Illinois rejected the idea of a tort of "wrongful life" in cases such as Goldberg v. Ruskin, 113 Ill.2d 482, 499 N.E.2d 406 (1986), and Siemieniec v. Lutheran General Hospital, 179 Ill.2d 80, 688 N.E.2d 130 (1987). Essentially, in "wrongful life" cases damages were sought for the costs of rearing a damaged child on the theory that, if the medical professionals had only properly advised the parents, the child would never have been born. (There might be a claim for "wrongful conception" or "wrongful pregnancy" in Illinois. See, Williams v. University of Chicago Hospitals, 179 Ill.2d 80, 688 N.E.2d 130 (1997) (parents in such a case may recover "damages for the cost of the unsuccessful [sterilization] operation, pain and suffering, any medical complications caused by the pregnancy, the costs of the child's delivery, lost wages, and loss of consortium" -- but not the costs of rearing a normal, healthy child or, as in Williams, the cost of rearing a child born with a congenital disorder.)

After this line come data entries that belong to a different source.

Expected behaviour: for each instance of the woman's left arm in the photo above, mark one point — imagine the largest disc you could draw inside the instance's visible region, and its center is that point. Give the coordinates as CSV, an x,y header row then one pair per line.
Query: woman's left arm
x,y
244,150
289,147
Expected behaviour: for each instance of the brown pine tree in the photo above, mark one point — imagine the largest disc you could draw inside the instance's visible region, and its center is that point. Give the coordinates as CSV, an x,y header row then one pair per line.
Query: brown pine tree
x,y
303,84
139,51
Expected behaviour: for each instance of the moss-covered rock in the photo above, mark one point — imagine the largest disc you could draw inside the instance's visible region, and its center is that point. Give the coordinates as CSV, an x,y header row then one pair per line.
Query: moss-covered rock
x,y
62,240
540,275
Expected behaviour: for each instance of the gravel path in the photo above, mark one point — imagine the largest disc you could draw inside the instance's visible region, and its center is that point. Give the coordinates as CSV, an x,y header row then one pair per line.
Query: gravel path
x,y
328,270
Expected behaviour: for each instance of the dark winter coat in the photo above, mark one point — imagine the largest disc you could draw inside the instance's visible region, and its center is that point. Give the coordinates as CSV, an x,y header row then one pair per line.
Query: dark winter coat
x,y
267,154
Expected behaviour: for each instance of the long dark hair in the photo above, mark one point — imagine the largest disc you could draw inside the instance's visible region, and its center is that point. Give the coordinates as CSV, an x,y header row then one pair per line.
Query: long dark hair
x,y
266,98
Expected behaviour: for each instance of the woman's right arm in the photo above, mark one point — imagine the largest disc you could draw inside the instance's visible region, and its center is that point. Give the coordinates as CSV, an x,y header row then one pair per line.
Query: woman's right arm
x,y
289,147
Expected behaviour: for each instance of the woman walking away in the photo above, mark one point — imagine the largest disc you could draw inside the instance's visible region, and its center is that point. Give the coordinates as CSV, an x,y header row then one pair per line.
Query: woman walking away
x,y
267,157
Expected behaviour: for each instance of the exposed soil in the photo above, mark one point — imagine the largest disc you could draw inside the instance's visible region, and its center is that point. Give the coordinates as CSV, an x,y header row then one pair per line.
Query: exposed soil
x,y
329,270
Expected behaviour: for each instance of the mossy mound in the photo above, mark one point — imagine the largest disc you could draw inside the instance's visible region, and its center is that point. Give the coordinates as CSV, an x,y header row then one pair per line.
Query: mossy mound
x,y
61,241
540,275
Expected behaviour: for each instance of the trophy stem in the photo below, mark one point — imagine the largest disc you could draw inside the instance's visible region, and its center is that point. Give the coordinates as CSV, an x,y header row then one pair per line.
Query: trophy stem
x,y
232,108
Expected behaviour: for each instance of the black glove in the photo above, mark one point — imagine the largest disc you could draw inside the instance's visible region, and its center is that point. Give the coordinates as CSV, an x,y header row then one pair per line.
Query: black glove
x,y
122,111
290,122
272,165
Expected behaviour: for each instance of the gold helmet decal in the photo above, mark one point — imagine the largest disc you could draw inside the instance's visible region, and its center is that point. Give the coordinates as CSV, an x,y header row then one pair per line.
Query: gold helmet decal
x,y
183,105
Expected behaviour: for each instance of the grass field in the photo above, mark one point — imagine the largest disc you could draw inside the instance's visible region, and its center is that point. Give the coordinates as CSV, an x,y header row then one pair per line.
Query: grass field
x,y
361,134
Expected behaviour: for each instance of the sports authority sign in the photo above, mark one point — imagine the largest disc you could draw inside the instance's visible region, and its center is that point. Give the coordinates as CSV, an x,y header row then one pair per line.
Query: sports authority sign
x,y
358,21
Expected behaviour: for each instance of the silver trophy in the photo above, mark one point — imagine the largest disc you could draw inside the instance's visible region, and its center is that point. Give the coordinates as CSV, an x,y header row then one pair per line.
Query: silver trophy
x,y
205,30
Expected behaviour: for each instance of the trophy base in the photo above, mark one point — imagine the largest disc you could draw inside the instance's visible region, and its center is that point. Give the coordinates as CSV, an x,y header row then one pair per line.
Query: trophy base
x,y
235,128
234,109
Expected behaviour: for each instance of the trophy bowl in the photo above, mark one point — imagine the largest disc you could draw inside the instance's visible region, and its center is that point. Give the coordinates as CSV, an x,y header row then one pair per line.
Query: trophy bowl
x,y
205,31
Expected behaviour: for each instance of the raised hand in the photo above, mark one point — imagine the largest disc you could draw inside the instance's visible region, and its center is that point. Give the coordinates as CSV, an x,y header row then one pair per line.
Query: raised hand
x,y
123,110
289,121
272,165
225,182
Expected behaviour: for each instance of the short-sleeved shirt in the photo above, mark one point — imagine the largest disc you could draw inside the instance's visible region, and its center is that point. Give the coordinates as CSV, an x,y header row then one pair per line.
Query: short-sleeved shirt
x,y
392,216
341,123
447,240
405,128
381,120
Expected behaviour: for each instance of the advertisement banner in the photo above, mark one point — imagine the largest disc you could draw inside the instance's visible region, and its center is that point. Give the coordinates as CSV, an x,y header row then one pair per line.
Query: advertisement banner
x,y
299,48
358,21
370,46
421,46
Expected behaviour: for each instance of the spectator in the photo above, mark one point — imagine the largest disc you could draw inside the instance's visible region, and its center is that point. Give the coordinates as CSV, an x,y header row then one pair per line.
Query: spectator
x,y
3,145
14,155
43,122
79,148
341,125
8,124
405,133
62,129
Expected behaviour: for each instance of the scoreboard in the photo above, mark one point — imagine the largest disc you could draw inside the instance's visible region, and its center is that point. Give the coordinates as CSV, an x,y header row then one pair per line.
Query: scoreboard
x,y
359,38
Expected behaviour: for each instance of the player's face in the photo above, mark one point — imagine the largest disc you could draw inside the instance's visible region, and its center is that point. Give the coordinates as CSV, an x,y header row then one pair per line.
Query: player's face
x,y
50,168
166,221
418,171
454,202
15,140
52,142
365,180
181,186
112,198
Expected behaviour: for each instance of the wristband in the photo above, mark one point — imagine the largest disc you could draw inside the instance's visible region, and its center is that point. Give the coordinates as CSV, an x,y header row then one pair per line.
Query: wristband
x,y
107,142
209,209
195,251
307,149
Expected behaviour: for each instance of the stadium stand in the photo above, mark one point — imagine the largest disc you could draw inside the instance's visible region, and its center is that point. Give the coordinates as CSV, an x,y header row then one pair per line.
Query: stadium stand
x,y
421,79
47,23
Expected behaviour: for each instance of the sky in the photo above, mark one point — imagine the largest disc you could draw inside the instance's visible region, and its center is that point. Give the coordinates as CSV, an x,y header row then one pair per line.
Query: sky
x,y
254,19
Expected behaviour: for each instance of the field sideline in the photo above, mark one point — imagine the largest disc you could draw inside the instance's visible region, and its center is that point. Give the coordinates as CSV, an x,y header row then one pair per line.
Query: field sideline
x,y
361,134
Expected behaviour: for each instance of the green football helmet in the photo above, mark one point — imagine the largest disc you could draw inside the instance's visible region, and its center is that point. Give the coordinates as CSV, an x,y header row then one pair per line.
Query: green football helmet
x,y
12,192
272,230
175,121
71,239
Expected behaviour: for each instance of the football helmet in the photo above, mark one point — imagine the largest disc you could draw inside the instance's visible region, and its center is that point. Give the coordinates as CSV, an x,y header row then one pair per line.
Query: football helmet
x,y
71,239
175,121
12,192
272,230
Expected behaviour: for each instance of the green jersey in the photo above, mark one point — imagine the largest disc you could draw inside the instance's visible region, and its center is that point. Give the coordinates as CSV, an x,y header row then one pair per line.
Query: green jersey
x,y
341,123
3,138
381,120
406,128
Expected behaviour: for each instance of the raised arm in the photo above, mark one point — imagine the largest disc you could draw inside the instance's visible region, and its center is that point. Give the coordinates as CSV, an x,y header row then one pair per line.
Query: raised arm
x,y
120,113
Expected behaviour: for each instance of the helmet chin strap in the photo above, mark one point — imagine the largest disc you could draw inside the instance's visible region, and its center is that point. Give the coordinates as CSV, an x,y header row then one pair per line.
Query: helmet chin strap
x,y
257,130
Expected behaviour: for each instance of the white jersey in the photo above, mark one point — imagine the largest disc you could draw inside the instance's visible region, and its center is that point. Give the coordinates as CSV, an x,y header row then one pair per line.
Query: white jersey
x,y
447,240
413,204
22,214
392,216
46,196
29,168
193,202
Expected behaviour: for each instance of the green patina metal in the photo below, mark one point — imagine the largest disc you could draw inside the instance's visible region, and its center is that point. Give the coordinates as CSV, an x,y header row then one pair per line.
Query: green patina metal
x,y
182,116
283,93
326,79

But we have moved far from Mr. Brandick's case. The essence of his complaint is not that he's alive... but that he acted to his detriment because of an erroneous diagnosis.

There are, as you may well imagine, all sorts of cases in Illinois involving misdiagnosis of cancer. Almost all, however, concern the failure to timely diagnose a cancer that was already there or the misdiagnosis of one form of cancer as another form. In either of these cases, the claim is that proper treatment was delayed, often beyond the point at which the claimant could hope for recovery.

But there have been at least a few Illinois cases in which a doctor has erroneously diagnosed a benign tumor as cancerous -- I say there must have been a few because I know personally of one, although the Appellate Court opinion is not reported -- but the gist of that such an action is to recover damages for the cost of the resultant unnecessary treatment and the associated pain and suffering caused by that treatment.

Mr. Brandick apparently did not seek treatment for his 'cancer' -- he treated himself to an end of life party... a party that ended suddenly when he found he was not yet going to die... and he had only the suit on his back left.

If Mr. Brandick were in Illinois, I don't think I would like his chances for any recovery in his case.

And I think I would persist in this opinion even if it could be readily shown that the misdiagnosis of the non-life-threatening inflammation of the pancreas as pancreatic cancer did not meet the standard of care.

Now that is the prerequisite for any successful medical malpractice suit in Illinois. But there are other considerations that might come into play were Mr. Brandick's situation repeated in Illinois: Would the damages recoverable by his suit make the case worthwhile for any Illinois lawyer?

I do not handle medical malpractice cases now and I do not expect to handle medical malpractice cases in future. The very few attorneys in Illinois who can properly handle such a case for plaintiffs are both extraordinarily specialized and have the resources to pursue those few cases that they accept: Medical malpractice litigation, at least in Illinois, is very expensive and -- although there are competing statistics out there provided by lobbyists for one interest group or another -- my observation is that early settlements are rare. Mr. Brandick admits up front that no one made him spend all his money -- so, no, if Mr. Brandick were in Illinois, I wouldn't like his chances.

Now, for any creative attorneys out there who may stumble upon this: Have you a different opinion? Would his prospects be any brighter in the jurisdiction where you live and practice?